The good news is that a new federal law offers a tax incentive to do so. Starting on Jan. 1, 1997, a portion of the money you spend for long-term-care services and insurance premiums will count as itemized medical expenses on your tax return. The maximum amount you can apply will depend on your age and will be indexed annually for inflation (table). Since in any year you are only allowed to deduct total medical costs in excess of 7.5% of your adjusted gross income, those long-term-care bills could help push you over the threshold for some tax relief.

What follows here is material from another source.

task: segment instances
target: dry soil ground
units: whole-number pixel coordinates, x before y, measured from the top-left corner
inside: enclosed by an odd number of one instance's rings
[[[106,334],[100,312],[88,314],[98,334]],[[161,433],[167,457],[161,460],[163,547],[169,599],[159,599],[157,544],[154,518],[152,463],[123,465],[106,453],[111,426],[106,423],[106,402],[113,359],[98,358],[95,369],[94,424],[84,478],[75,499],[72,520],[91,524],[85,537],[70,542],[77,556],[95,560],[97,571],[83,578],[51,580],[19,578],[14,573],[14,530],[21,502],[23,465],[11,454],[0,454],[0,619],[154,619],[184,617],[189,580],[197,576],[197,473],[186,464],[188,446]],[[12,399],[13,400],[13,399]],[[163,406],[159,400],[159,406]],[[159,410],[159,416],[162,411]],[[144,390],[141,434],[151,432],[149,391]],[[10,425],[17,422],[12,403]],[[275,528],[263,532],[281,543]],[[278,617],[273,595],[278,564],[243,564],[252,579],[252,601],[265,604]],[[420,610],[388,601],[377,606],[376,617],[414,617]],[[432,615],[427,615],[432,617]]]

COMMON PLOY. The new law gives consumers another incentive to consider insurance: If they don't have a private means of support down the road, the government won't necessarily be there to pick up the tab for long-term care. That's because a common ploy people long used to qualify for Medicaid assistance--literally impoverishing themselves on paper by divesting their assets through creative estate planning--is now illegal.
Long-term-care insurance helps ensure you receive the level of care you need, in the setting you choose, without losing your life savings. Today's policies run the gamut. Some make a daily payment for nursing home or alternative care; others cover hospice programs; and the newest, most flexible kind of policy offers a pool of money for you to spend on whatever services you choose. The younger and healthier you are, the more affordable it becomes. However, for most people, it doesn't make sense financially to buy before age 50.
According to the Health Insurance Assn. of America, a typical policy purchased by a 65-year-old costs about $93 per month and pays an average daily benefit of $86 for nursing home care and $80 for home services. It currently costs about $105 a day--or $38,000 a year--to live in a nursing home, according to the American Health Care Assn.
If you already own a comprehensive long-term-care policy, one that includes coverage for both nursing home and home care, there is no need to replace it. All state-approved policies issued before the new year will automatically qualify for the tax incentives. However, in some states, such as Montana and Florida, it's not certain whether policies good for nursing-home or home-care coverage alone will be grandfathered, says Greg Gurlik, vice-president and actuary of Fortis Long Term Care in Milwaukee, Wis.
But as of Jan. 1, to receive a tax break on the premiums, you must buy a "federally qualified" policy that complies with the new standards governing eligibility for benefits. For example, to start collecting from the insurance, you must be unable to perform--for 90 days--at least two of five or six "activities of daily living." These include bathing, dressing, eating, exercising continence, getting yourself to the bathroom, and transferring (moving from a bed to a chair). Or you must show signs of severe cognitive impairment, such as Alzheimer's disease, and the condition must be certified by a licensed health-care practitioner.
If you are seriously considering buying coverage, you may want to act sooner rather than later. That's because comprehensive policies on the market from now until the end of the year may be less restrictive when it comes to getting benefits than the new federally qualified plans, says Sam Morgante, vice-president for product development and government relations for GE Capital Assurance in San Rafael, Calif. For example, the insurance contracts in California and Texas include an activity of daily living not found in the federally qualified policies, mobility. And some insurers will allow policyholders access to benefits based solely on a "medical necessity." That means that you can still perform daily functions and think clearly, but you have an illness or condition that incapacitates you and requires specialized care. The more liberal policies will continue to be sold after Jan. 1, but they will not be eligible for tax breaks.
SHOP AROUND. Since the criteria for triggering coverage on the new federally qualified policies will be standardized, the only way to tell them apart is to compare the benefits themselves, says Martin McBirney, director of strategic initiatives for LTC Inc., a Seattle-based insurance consulting firm. For example, one policy may offer a higher degree of inflation protection; another, the services of a geriatric-care manager or adult day care.
If you currently own a long-term-care insurance policy or buy one before the end of the year, you get the best of both worlds. The benefits will be easier to trigger, and the premiums and out-of-pocket expenses will qualify for a tax break. After Jan. 1, you will be facing a more difficult choice. You can pick a federally-sanctioned policy that may give you some tax relief but also makes it harder for you to get reimbursed. Or you can forget the tax angle and simply go for the plan that pays up the fastest.